Вкрадчивая мягкость была не более привлекательна, чем инквизиторская цепкость. Я продолжала безмолвствовать. Тогда он вошел в комнату, уселся на скамейку ярдах в двух от меня и с завидным упорством и несвойственным ему терпением попытался втянуть меня в разговор, но попытки его оказались тщетными, поскольку говорить я была просто не в состоянии. В конце концов я стала умолять его оставить меня одну, но голос у меня дрогнул, я закрыла лицо руками и, уронив голову на стол, беззвучно и горько разрыдалась. Он посидел еще немного. Я не подняла головы и не произнесла ни слова, пока не услышала стука закрывающейся двери и звука удаляющихся шагов. Слезы принесли мне облегчение. Я успела промыть глаза до завтрака и появилась в столовой, как мне кажется, в таком же благопристойном виде, что и все остальные. Разумеется, я пребывала не в столь оживленном настроении, как сидевшая напротив юная девица, которая вперила в меня сверкающие весельем глаза и без лишних церемоний протянула мне через стол белую ручку, чтобы я ее пожала. Путешествие, развлечения и возможность пофлиртовать явно пошли мисс Фэншо на пользу: она поправилась, щеки округлились и стали похожи на яблочки. В последний раз я видела ее в изящном вечернем туалете. Нельзя сказать, что сейчас, в будничном платье свободного покроя, сшитом из темно-синей материи в дымчато-черную клетку, она выглядела менее очаровательной. По-моему, этот неяркий утренний наряд даже подчеркивал ее красоту, оттеняя белизну кожи, свежесть румянца и великолепие золотистых волос.
— Рада, что вы вернулись, Тимон,[183] — сказала она. «Тимон» было одно из доброго десятка прозвищ, которыми она награждала меня. — Вы представить себе не можете, как мне не хватало вас в этой мрачной дыре.
— Да неужели? Значит, вы припасли для меня работу — например починить вам чулки. — Я ни на мгновение не допускала мысли, что Джиневра способна быть бескорыстной.

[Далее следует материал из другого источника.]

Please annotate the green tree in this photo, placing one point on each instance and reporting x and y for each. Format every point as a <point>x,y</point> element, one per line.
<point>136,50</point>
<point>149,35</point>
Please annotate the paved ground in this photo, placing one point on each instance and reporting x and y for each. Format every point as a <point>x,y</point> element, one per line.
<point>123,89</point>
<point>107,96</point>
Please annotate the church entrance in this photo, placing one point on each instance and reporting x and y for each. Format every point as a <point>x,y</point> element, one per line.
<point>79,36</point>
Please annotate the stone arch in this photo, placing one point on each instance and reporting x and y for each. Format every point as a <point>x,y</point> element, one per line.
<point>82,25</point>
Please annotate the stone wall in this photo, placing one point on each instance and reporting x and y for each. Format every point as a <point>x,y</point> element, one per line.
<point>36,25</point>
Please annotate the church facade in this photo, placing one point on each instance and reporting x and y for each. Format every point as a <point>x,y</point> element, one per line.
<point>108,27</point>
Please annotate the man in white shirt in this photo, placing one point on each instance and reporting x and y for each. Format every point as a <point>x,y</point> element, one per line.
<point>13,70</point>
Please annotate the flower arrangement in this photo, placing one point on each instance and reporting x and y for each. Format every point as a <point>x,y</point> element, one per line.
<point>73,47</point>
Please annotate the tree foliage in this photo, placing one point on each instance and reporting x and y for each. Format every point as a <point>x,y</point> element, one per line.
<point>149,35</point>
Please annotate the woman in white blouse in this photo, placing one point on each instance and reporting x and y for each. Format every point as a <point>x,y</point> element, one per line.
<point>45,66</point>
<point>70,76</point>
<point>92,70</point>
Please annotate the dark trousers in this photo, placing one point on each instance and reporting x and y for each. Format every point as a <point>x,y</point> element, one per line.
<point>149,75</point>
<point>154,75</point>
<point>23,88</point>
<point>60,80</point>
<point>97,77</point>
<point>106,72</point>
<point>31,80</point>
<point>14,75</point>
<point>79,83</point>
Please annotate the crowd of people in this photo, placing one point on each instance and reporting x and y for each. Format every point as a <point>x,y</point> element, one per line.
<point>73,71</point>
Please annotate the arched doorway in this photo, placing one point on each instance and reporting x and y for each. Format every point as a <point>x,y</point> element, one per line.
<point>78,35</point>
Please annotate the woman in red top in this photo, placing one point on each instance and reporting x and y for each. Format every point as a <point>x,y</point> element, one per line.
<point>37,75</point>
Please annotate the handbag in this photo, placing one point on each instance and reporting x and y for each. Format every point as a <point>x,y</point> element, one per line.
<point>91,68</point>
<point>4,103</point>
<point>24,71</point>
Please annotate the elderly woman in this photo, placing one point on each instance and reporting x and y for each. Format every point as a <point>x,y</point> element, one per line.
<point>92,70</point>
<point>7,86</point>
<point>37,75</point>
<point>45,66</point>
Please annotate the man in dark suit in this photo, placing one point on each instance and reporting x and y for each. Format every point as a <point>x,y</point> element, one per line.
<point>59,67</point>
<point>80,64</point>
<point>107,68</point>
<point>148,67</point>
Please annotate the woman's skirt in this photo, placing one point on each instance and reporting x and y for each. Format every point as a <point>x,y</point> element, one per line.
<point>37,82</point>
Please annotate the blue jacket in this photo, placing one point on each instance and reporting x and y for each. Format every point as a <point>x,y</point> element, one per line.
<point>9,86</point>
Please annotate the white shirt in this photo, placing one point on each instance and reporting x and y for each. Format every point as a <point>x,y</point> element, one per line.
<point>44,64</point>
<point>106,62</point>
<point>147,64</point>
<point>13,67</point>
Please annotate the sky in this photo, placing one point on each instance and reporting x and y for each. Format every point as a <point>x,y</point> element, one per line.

— Брюзга и ворчунья, как всегда! — воскликнула она. — Я иного и не ожидала — вы не были бы собой, если бы перестали делать выговоры. Послушайте, бабуся, надеюсь, вы по-прежнему обожаете кофе и не любите булочки. Давайте меняться!
— Как вам угодно.
Дело в том, что у нас установился выгодный для обеих обычай: Джиневре не нравился здешний кофе, потому что на ее вкус он был недостаточно крепким и сладким, но зато она, как и всякая здоровая школьница, питала пристрастие к действительно очень вкусным и свежим булочкам, которые подавали на завтрак. Так как порция была для меня слишком велика, я отдавала половину Джиневре, и только ей, хотя многие не отказались бы от добавки; она же взамен жертвовала мне свой кофе. В то утро мне это было особенно кстати — есть я не хотела, но во рту пересохло от жажды. Сама не знаю, почему я всегда отдавала булочки именно Джиневре и почему, если приходилось пить из одной посуды — например когда мы отправлялись на долгую прогулку за город и заходили перекусить куда-нибудь на ферму, — я всегда устраивала так, чтобы моей компаньонкой была она и, будь то светлое пиво, сладкое вино или парное молоко, обычно отдавала ей львиную долю. Какова бы ни была причина, я поступала именно так, и ей это было на руку. Поэтому, хоть мы бранились чуть не каждый день, до полного разрыва дело не доходило.
После завтрака я обычно удалялась в комнату старшего класса и там, наедине с собой, читала, а чаще сидела и размышляла до девяти часов, когда по звонку открывались все двери и в школу врывалась толпа пансионерок, приходящих кто только на занятия, а кто на целый день, до самого вечера. Звонок этот служил сигналом для начала шумного делового дня, который тянулся без отдыха до пяти часов пополудни.
В то утро, едва я уселась, послышался стук в дверь.
— Pardon, Mademoiselle,[184] — произнесла, бесшумно войдя в комнату, пансионерка. Она взяла с парты нужную ей книгу или тетрадь и удалилась на цыпочках, пробормотав, когда проходила мимо меня: — Que Mademoiselle est appliquée![185]